HARLINGEN — Changes in the funding formula for smaller metropolitan planning organizations, like Harlingen-San Benito, will trim $2 million from a special highway category over 10 years.
The good news is the so-called Category 2 funding wasn’t previously available to the Harlingen-San Benito MPO, so the net gain is still going to be $76 million over the next decade.
“It’s still a good thing because we’ve never had money in that category for this area,” said J. Joel Garza Jr., director of the Harlingen-San Benito MPO.
Members of the Harlingen-San Benito MPO board were informed this week of the changes in the categories which make up the formula for how these TxDOT dollars are distributed. Statewide, Category 2 funding earmarks $2.2 billion for small- to middle-sized metropolitan planning areas over a decade.
For example, the new formula is based on population (25 percent), crashes (10 percent), total vehicle miles traveled (15 percent), total lane miles (12 percent), truck vehicle miles traveled (22 percent) and congestion (16 percent.)
Removed from the funding formula were categories including poverty and crashes by cost.
Nevertheless, the new funding formula caught the attention of board members.
“It seems like the more accidents we have, the more money we can get?” asked San Benito Mayor Celeste Sanchez.
“Look at Midland/Odessa,” said Harlingen Mayor Chris Boswell. “The number that’s really out of whack there is the 162 crashes. It’s like you get more money if you have more crashes.”
The crashes category presumably is a calculation of the number of accidents occurring per a certain number of miles traveled. A TxDOT spokesman in Austin said yesterday he did not know how the crash number was reached.
Harlingen-San Benito, by contrast, had a crash number of 53.
The changes in the Category 2 funding formula were revealed at a meeting of the state MPOs in February, Garza said.
“This is something that we tried to change,” Garza told the board. “I did not vote for this, but in the end I feel comfortable with losing only 2 percent.”
Other cities lost much more, including Brownsville.
Under the old Category 2 funding formula, Brownsville would have received $91 million over 10 years.
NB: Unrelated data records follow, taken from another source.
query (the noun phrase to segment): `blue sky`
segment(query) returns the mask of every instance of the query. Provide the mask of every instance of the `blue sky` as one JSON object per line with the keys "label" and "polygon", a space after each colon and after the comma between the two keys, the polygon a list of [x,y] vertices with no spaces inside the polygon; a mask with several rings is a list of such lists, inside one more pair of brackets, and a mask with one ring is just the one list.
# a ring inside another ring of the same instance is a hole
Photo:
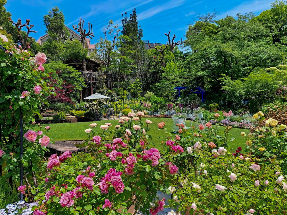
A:
{"label": "blue sky", "polygon": [[97,42],[103,35],[102,30],[108,21],[113,19],[121,24],[122,13],[126,10],[129,14],[136,8],[137,19],[144,31],[143,39],[151,42],[165,43],[164,34],[171,31],[177,39],[185,38],[185,32],[196,11],[201,14],[220,11],[217,18],[238,13],[253,12],[258,14],[270,8],[274,0],[8,0],[6,5],[12,18],[16,21],[29,19],[34,25],[34,30],[38,32],[30,35],[37,39],[45,34],[43,22],[44,15],[52,7],[58,6],[65,16],[65,24],[71,28],[77,24],[79,17],[93,24],[95,37],[91,41]]}

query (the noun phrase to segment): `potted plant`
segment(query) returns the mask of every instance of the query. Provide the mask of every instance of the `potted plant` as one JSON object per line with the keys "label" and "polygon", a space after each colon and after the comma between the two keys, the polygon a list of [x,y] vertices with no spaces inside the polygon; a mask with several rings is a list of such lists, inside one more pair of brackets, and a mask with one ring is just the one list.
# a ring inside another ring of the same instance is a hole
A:
{"label": "potted plant", "polygon": [[218,104],[217,103],[213,103],[212,104],[210,104],[208,106],[210,108],[210,110],[212,111],[215,111],[217,110],[218,109],[219,107]]}

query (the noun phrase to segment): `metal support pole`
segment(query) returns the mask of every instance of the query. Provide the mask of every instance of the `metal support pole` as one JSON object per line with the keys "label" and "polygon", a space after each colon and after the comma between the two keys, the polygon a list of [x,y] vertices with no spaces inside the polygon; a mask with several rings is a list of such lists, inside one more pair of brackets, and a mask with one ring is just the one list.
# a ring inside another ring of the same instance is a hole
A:
{"label": "metal support pole", "polygon": [[[22,163],[22,159],[23,157],[23,114],[20,109],[20,185],[23,185],[23,163]],[[23,200],[23,194],[21,193],[21,199]]]}

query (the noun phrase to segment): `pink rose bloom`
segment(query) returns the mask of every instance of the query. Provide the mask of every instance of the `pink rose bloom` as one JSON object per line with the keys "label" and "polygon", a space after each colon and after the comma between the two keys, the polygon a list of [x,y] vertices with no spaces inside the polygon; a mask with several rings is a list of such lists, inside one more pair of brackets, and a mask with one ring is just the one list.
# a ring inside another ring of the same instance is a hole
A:
{"label": "pink rose bloom", "polygon": [[101,128],[102,129],[104,129],[105,130],[106,130],[108,128],[109,126],[106,125],[102,125],[100,126],[100,128]]}
{"label": "pink rose bloom", "polygon": [[35,64],[38,64],[40,63],[42,64],[44,64],[46,62],[47,60],[47,57],[44,53],[41,53],[39,52],[35,56]]}
{"label": "pink rose bloom", "polygon": [[125,185],[122,182],[121,182],[118,184],[117,187],[115,188],[115,190],[117,193],[122,193],[125,189]]}
{"label": "pink rose bloom", "polygon": [[256,187],[258,187],[259,185],[259,184],[260,183],[260,182],[259,181],[259,180],[256,180],[255,181],[255,183],[254,183],[254,185]]}
{"label": "pink rose bloom", "polygon": [[95,174],[94,172],[92,172],[89,174],[89,176],[91,178],[93,178],[96,176],[96,174]]}
{"label": "pink rose bloom", "polygon": [[57,196],[57,194],[54,190],[48,190],[46,193],[46,194],[45,194],[45,198],[46,198],[46,201],[48,201],[51,196]]}
{"label": "pink rose bloom", "polygon": [[23,92],[22,93],[22,95],[21,95],[20,97],[21,98],[23,98],[28,96],[29,95],[29,93],[28,92],[28,91],[23,91]]}
{"label": "pink rose bloom", "polygon": [[26,189],[26,185],[20,186],[18,188],[18,190],[21,191],[21,193],[23,194],[25,193],[25,190]]}
{"label": "pink rose bloom", "polygon": [[137,113],[137,116],[144,116],[144,113],[142,111],[139,111]]}
{"label": "pink rose bloom", "polygon": [[2,157],[5,154],[5,152],[3,150],[0,150],[0,157]]}
{"label": "pink rose bloom", "polygon": [[135,173],[133,168],[130,167],[127,167],[126,168],[125,170],[125,172],[128,175],[130,175]]}
{"label": "pink rose bloom", "polygon": [[46,215],[46,213],[40,210],[38,210],[37,208],[33,211],[33,215]]}
{"label": "pink rose bloom", "polygon": [[40,138],[39,140],[39,143],[41,143],[41,147],[47,146],[48,144],[50,142],[50,138],[49,137],[44,135],[42,138]]}
{"label": "pink rose bloom", "polygon": [[177,134],[175,135],[175,140],[180,140],[180,137]]}
{"label": "pink rose bloom", "polygon": [[129,130],[129,129],[126,129],[126,132],[129,136],[130,136],[131,135],[131,131]]}
{"label": "pink rose bloom", "polygon": [[170,140],[168,140],[165,142],[167,146],[173,146],[174,144],[174,142]]}
{"label": "pink rose bloom", "polygon": [[85,177],[82,181],[82,183],[86,187],[89,189],[93,189],[93,185],[95,184],[95,182],[91,178]]}
{"label": "pink rose bloom", "polygon": [[63,153],[62,155],[60,156],[59,157],[59,160],[61,162],[63,162],[67,160],[68,158],[71,157],[72,155],[71,155],[71,154],[72,153],[71,152],[69,151],[66,151]]}
{"label": "pink rose bloom", "polygon": [[59,202],[62,207],[71,207],[74,204],[74,200],[71,193],[67,192],[61,197]]}
{"label": "pink rose bloom", "polygon": [[210,122],[208,122],[205,124],[205,126],[210,128],[211,127],[212,125],[212,124]]}
{"label": "pink rose bloom", "polygon": [[112,151],[110,153],[109,157],[111,161],[115,161],[117,159],[117,152],[115,150]]}
{"label": "pink rose bloom", "polygon": [[56,166],[59,166],[60,165],[60,161],[55,158],[50,159],[47,164],[47,168],[51,170],[53,167]]}
{"label": "pink rose bloom", "polygon": [[150,120],[146,120],[146,123],[147,124],[151,124],[152,123],[152,121]]}
{"label": "pink rose bloom", "polygon": [[133,156],[129,156],[127,158],[127,165],[131,167],[137,163],[137,159]]}
{"label": "pink rose bloom", "polygon": [[139,130],[141,129],[141,126],[137,125],[135,125],[133,126],[135,130]]}
{"label": "pink rose bloom", "polygon": [[106,180],[103,180],[100,182],[100,189],[101,189],[101,192],[106,194],[108,192],[108,186],[107,185]]}
{"label": "pink rose bloom", "polygon": [[260,170],[260,166],[257,164],[252,164],[249,168],[255,172]]}
{"label": "pink rose bloom", "polygon": [[158,164],[158,159],[154,155],[152,155],[148,159],[152,161],[152,166],[156,166]]}
{"label": "pink rose bloom", "polygon": [[177,173],[177,171],[178,171],[178,167],[175,165],[174,165],[170,167],[169,173],[171,175],[174,175]]}
{"label": "pink rose bloom", "polygon": [[112,207],[112,204],[110,202],[110,200],[108,199],[106,199],[105,200],[105,204],[103,206],[102,208],[103,209],[106,208],[110,208],[110,207]]}
{"label": "pink rose bloom", "polygon": [[99,136],[95,136],[93,137],[93,141],[96,145],[99,145],[101,143],[101,141],[102,140],[102,138]]}
{"label": "pink rose bloom", "polygon": [[204,127],[204,126],[201,124],[199,125],[199,130],[203,130],[204,129],[204,128],[205,128],[205,127]]}
{"label": "pink rose bloom", "polygon": [[40,66],[38,67],[37,68],[37,69],[38,69],[39,71],[42,71],[44,72],[45,71],[45,68],[44,67],[42,66],[42,64],[40,64]]}
{"label": "pink rose bloom", "polygon": [[130,112],[127,115],[128,116],[129,116],[130,117],[133,117],[134,116],[136,116],[136,114],[134,113],[131,113]]}
{"label": "pink rose bloom", "polygon": [[28,130],[28,132],[25,133],[24,136],[28,142],[34,142],[37,138],[37,133],[32,130]]}
{"label": "pink rose bloom", "polygon": [[42,89],[42,88],[39,86],[35,86],[34,87],[34,91],[35,91],[35,94],[39,94]]}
But the new formula gives the city just $85 million, a decline of 5.88 percent.
Harlingen-San Benito and Brownsville are the only Rio Grande Valley areas in the small to middle MPO category.
Garza said TxDOT likes to revise its funding formulas periodically in an attempt to modernize them. He said the last change in the Category 2 funding formula was about 12 years ago.
The changes will be finalized by the TxDOT board at its meeting in August, Garza said.
“What we have is the best that I think we can do in this area, and we didn’t lose as much as other areas,” Garza told the board. “So I feel comfortable with this.”
Lubbock — $194 million, up 13 percent
Odessa/Midland — $44 million, up 12.27 percent
Texarkana — $39 million, up 11.41 percent
Wichita Falls — $52 million, up 7.67 percent
Laredo — $99 million, down 9.83 percent
Waco — $178 million, down 9.37 percent
Sherman/Denison — $66 million, down 8.56 percent
Killeen/Temple — $217 million, down 6.94 percent
These TxDOT funds are earmarked for small to medium metropolitan planning organizations to be disbursed for road projects over the next decade.